Beginning on October 2, 2017, USCIS started sending out interview notices for I-140 based adjustment of status applications. As of that date, all I-140 Adjustment of Status applications filed after March 6, 2017 will be subject to interviews. In case you were unaware, March 6, 2017 is the date the President signed Executive Order 13780m which began the whole move towards more intense scrutiny of applications. Below is some of the nitty gritty details of how this will work.
First, all approved I-140s (with their pending I-485 applications) will be routed to the National Benefits Center. Therefore, the most likely first notice you will receive after the approval of the I-140 is that your I-485 has been transferred to the NBC. The NBC will ensure that the case is ready for adjudication and, if necessary, issue an RFE for additional evidence that is needed to adjudicate the case. One thing to note in our experience so far: While NBC is fairly good at doing this, they do miss things sometimes. We would urge people to check the dates on their medical exams and, if you get an interview notice and more than 1 year has passed, get a new medical and bring it to the interview (otherwise the officer at the interview will request a new medical). Once they feel everything is set, they will send it on to the local office for an interview.

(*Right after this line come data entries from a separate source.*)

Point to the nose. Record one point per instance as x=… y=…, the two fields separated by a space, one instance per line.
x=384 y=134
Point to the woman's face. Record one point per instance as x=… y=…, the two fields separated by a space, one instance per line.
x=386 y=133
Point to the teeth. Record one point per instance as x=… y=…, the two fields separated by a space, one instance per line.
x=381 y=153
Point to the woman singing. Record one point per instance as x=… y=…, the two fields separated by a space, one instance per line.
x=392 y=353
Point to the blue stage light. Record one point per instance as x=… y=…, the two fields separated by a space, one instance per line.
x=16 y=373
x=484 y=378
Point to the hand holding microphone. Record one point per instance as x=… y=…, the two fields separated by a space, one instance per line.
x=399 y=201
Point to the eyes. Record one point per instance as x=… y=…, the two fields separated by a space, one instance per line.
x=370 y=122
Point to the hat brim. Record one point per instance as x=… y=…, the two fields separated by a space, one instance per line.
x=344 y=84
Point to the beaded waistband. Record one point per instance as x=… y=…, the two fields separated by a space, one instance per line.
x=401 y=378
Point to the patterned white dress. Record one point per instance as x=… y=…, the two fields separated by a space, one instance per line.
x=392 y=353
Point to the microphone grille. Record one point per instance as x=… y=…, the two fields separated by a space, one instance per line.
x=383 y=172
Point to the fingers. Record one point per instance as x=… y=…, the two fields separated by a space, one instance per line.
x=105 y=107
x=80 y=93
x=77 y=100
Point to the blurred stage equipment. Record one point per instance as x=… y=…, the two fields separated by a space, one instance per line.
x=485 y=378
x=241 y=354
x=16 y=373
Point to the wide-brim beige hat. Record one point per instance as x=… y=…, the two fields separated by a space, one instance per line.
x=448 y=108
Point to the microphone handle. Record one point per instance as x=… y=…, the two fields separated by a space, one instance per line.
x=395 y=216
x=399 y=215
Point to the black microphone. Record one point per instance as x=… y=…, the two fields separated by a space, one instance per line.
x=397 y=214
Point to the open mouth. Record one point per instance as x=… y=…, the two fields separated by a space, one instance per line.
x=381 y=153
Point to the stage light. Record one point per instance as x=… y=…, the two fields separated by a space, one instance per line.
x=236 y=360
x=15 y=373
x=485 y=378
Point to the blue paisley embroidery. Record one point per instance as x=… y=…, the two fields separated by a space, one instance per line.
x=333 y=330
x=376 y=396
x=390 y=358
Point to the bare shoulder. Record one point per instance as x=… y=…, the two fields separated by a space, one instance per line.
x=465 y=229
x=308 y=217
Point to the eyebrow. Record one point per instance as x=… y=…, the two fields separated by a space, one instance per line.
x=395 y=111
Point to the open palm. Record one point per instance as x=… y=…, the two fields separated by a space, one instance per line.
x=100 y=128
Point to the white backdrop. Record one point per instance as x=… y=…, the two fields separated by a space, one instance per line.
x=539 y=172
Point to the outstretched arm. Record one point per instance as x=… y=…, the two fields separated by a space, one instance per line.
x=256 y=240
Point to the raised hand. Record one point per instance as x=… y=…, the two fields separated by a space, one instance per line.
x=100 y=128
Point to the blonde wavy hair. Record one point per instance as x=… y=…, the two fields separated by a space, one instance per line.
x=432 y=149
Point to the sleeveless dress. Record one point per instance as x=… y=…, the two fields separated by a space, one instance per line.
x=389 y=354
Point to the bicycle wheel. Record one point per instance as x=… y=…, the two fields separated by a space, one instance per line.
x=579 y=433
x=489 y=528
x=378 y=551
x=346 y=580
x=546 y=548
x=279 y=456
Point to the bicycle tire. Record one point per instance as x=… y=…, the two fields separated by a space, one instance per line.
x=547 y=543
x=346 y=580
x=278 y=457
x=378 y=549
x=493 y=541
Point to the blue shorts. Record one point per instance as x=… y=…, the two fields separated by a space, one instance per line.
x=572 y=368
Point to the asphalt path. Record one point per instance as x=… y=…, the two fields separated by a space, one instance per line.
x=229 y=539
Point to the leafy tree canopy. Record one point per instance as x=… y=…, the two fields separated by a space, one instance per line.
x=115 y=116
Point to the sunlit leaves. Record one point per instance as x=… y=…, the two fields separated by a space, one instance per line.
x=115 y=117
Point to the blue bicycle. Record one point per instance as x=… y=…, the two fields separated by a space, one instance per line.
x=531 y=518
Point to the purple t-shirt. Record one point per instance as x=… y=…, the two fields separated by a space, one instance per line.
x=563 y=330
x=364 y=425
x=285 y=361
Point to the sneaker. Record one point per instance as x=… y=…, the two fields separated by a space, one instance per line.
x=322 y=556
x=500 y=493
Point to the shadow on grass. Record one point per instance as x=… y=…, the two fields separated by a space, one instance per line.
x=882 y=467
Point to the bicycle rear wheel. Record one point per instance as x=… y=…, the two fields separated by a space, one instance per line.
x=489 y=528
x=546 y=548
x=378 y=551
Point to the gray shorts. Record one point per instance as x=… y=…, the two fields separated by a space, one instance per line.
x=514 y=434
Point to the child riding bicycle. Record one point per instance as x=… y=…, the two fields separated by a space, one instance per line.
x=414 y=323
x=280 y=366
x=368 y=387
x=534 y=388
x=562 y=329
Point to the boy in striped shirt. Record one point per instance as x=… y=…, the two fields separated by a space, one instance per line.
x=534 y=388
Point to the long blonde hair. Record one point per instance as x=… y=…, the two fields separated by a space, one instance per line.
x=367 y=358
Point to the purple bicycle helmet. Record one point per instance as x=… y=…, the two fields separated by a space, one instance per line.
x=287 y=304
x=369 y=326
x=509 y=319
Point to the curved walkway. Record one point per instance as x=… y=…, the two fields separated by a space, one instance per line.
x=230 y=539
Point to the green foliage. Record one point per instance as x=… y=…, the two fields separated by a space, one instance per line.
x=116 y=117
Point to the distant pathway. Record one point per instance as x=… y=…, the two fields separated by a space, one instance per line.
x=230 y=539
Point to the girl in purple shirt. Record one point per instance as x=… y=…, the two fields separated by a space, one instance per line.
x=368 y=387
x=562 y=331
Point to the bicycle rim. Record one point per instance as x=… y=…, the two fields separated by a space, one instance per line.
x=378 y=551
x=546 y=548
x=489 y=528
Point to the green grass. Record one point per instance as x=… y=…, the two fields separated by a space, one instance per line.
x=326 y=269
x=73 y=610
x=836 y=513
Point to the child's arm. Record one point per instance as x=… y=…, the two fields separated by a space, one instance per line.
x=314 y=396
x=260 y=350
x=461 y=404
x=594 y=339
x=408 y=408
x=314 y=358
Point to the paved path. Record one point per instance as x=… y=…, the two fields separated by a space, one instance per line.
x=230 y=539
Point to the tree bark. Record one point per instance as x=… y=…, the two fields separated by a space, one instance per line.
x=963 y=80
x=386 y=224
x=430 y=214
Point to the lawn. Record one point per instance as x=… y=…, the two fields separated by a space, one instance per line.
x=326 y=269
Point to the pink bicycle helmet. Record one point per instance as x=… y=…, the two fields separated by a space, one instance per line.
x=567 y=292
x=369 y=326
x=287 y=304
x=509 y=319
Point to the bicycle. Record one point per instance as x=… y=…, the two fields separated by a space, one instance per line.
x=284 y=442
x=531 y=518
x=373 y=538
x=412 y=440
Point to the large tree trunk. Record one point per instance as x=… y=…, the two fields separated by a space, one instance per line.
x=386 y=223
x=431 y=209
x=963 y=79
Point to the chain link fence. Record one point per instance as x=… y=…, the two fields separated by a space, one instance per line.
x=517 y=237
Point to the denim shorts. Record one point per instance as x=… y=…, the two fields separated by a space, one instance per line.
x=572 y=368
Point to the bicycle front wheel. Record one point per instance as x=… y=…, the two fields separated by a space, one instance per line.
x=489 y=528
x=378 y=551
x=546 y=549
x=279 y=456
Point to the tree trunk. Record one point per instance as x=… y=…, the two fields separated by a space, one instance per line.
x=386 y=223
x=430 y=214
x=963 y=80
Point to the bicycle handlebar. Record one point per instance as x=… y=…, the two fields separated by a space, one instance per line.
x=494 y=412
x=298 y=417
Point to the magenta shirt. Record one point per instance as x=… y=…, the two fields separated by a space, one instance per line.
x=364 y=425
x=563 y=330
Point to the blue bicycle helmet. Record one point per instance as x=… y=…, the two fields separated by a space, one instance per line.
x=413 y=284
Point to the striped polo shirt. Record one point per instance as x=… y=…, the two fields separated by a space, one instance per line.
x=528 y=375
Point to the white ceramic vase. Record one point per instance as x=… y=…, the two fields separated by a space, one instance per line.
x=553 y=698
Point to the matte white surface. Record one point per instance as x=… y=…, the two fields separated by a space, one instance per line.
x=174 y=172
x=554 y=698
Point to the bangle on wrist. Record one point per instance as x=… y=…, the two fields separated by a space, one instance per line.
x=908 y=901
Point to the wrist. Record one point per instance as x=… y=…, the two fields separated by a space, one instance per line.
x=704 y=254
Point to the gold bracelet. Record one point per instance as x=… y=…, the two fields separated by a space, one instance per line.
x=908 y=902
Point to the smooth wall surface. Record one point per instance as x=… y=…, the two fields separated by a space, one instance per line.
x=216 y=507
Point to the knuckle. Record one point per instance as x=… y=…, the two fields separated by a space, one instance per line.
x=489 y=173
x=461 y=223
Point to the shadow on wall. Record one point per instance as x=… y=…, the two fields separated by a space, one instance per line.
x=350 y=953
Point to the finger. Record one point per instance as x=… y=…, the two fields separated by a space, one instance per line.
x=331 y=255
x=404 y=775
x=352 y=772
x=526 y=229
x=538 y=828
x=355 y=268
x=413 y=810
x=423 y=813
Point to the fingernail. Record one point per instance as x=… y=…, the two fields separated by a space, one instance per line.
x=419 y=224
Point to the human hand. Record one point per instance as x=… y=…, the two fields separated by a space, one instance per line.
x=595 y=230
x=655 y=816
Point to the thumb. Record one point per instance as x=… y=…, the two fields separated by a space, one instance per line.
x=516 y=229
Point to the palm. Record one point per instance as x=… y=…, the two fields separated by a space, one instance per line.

Second, the local office will NOT re-adjudicate the I-140. However, the local officers WILL assess the validity of the supporting documents and evaluate whether the evidence submitted was accurate, bona fide and credible. If the officer feels the underlying I-140 is not valid, they need to send the application back to the service center to re-evaluate it. The local office will ask where the foreigner is going to be working, what they are going to be doing, and could ask about experience and education as well. In addition, in employer sponsored cases they will check to make sure that the employer still intends to hire the employee in the requisite position, as well as questions about admissibility and maintenance of status.
If there are dependents, the local office will also be asked questions regarding their relationship tot he principal and to establish the bona fides of that relationship.
Third, in terms of what to prepare for the interview. For self-sponsored applications, despite the fact that the central office stated that they trained personnel on I-140 applications, in our experience the local offices have no clue what these applications are or what is required by them. It may be advantageous, because of this, to bring your attorney to the interview (at least until things settle down). In addition, you should make sure to bring all necessary documents to show maintenance of status, about any arrests or other grounds of potential inadmissibility, as well as employment documentation showing you intend to continue working in your field. If you were sponsored by an employer, you need documentation showing that the employer who sponsored you is still seeking to hire you in the same position OR that you have a new position at a new employer that is the same or similar to the original position (if the I-485 has been pending for at least 6 months). You should also bring a completed and singed I-485J. Also remember, that if you do have dependents they need to bring evidence of the bona fide relationship (marriage and birth certificate, evidence of join assets, home ownership, rental agreements, etc.). Lastly, as stated above, bring a new medical if necessary.
Remember, the purpose of the interview is to develop a more robust screening and vetting process. You need to be prepared.
Please remember, as always, this blog does not offer legal advice. If you need legal advice, consult with a lawyer instead of a blog. Thank you.